Немец-повар расщедрился и дал Макарову картофельных глазков для посадки. Вольнонаемный водопроводчик Сенин принес из города немного семян укропа и петрушки. С той поры Макаров ревниво охранял свои посадки. Полицаи на его участок не решались зайти, полагая, что этот рыжий блатняга из Ростова, дерзко поглядывающий на всех, «робит» на пользу рейха.
…Ни обвал, ни угроза быть обнаруженными гитлеровскими ищейками не останавливали патриотов. Голодные, истощенные, но не побежденные, они медленно, но упорно пробивались сквозь тяжелую толщу каменец-подольской земли, чтобы вырваться на свободу и принять участие в борьбе с немецкими захватчиками.
ТРЕВОГА
В тот злополучный час, когда эсэсовцы вели рабочих копать траншею, на втором этаже в угловой комнате, которая именовалась среди подпольщиков «сигнальной», находились двое.
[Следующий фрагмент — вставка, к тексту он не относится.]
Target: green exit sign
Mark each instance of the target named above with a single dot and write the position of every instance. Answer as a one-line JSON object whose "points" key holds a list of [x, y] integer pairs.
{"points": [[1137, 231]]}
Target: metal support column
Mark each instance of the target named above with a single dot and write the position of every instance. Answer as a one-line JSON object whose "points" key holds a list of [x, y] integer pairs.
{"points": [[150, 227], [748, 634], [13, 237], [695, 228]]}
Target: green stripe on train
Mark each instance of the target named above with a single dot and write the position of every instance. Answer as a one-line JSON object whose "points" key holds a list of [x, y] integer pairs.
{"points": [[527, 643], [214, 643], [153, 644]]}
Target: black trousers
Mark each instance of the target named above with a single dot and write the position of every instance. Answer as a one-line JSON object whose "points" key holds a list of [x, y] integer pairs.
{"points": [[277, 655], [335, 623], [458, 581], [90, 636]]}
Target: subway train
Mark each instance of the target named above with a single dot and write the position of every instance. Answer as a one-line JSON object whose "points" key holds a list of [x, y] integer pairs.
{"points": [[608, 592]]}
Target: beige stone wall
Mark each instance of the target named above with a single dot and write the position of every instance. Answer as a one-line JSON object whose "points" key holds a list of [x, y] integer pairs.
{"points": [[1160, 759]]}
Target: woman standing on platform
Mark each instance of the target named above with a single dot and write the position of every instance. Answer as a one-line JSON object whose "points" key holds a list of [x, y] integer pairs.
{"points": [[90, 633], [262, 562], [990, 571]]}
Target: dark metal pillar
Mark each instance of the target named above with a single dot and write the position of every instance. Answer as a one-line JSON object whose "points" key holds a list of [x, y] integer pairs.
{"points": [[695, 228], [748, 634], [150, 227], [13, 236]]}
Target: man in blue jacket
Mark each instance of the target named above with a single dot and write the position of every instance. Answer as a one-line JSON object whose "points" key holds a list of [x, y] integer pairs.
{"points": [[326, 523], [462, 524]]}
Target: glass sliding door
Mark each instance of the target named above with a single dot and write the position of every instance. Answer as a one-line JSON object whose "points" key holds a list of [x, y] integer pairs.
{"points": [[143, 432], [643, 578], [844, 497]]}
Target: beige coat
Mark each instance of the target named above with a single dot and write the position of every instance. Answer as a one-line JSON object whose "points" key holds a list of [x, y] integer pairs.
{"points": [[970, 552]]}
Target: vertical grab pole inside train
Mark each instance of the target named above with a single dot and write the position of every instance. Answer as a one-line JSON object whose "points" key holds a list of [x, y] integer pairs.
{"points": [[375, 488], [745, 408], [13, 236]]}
Перед окном, смотрящим на кавалерийский плац и сторожевую тропу, сидел, сгорбатившись над шитьем, Максим Иевлев, с морщинистым, будто испекшимся лицом и выпирающими по бокам ребрами — следствие сыпного тифа и дистрофического поноса, вызванного длительным голоданием. Он уже однажды умирал и только благодаря своему другу Василию Щеглову, вместе с которым закончил перед самой войной Ленинградскую военно-медицинскую академию имени Кирова, остался жив.
Максим Иевлев не раз терял сознание, долго метался в бреду, в редкие минуты просветления видел озабоченное лицо Щеглова, слышал встревоженные голоса: «Надежды на выздоровление нет». — «Сделаем еще камфару. Я выпросил у немецкого аптекаря опий. Это ему поможет. У тебя есть возможность экономить йодную настойку?» — «Да, но мы сами в ней нуждаемся». — «Все, что останется, — мне. Но про это никому».
И опять провал в памяти. Вспомнил момент, когда Вася Щеглов с ложечки давал ему опий. И снова бездонный провал.
В морозные ночи Вася согревал его своим телом, а днем кормил с ложечки, как малое дитя. Иевлев был настолько беспомощен и слаб, что не в состоянии был не только подняться и ходить, но даже перевернуться с бока на бок. А однажды Иван Беда на руках перенес его в манипуляционную на медицинские весы, и оказалось, что Максим Иевлев весил всего сорок килограммов.
У возчика, привозившего на пищеблок мерзлую картошку, Щеглов обменял на сапоги небольшой кусок сала и несколько луковиц. Он варил на печурке суп, заправляя его луком и салом, затем добавлял его в баланду. Тем и поддержал Максима. С терпеливым упорством выхаживал своего друга Щеглов, с большой сердечной заботой поднимал его на ноги.
Много новостей узнал Иевлев от Щеглова: про разгром немцев под Сталинградом и успешное наступление наших войск на юге, про смену лагерного начальства. На место изувера Планка назначили Павлиска, пожилого самоуверенного бюргера из судетских немцев. С первых же дней он заявил врачам, что будет воздерживаться от расстрелов, но лагерное гестапо продолжало свое черное дело, вынося много смертных приговоров, которые тут же приводились в исполнение полицаями и «казаками».
Щеглов рассказал, что штабного врача Борбе, боявшегося эпидемий, увезли в рейх на лечение. Но больше всего радовало то, что с фронтов все меньше и меньше поступало пленных раненых. Теперь и больные в основном прибывали только из рабочих лагерей. Сократился приток и заболевших дизентерией. Его друга Васю Щеглова Лопухин назначил старшим врачом на втором этаже. А на первом этаже нары были заменены на обычные койки.
Диву давался Максим всем этим переменам, захотелось самому спуститься на первый этаж и посмотреть, да слаб еще был, ноги еле держали.
— Скажи, Вася, а зачем йод надо было экономить? — спросил он.
Щеглов сдвинул длинные черные брови, приложил палец к губам.
— Об этом ни звука, — предупредил он. — Знаешь, с кровью от сердца отрывал. Но та-ам, — он кивнул за окно, в сторону леса, — он нужнее.
— Дела-а, — покачал головой Максим.
В апреле он начал заново учиться ходить и к середине мая выбрался в общую палату.
Лопухин, увидев Иевлева, обрадовался, позвал его к себе. Поговорили о здоровье, и потом Лопухин как бы между прочим спросил:
— Мы тут кое-что делаем, чтобы прийти на помощь нашим. Согласен быть с нами?
— Да, — твердо ответил Максим.
Лопухин предупредил, что об этом разговоре никто не должен знать…
Щеглов понял, о чем Лопухин разговаривал с Иевлевым, и, когда Максим вернулся, молча пожал ему руку.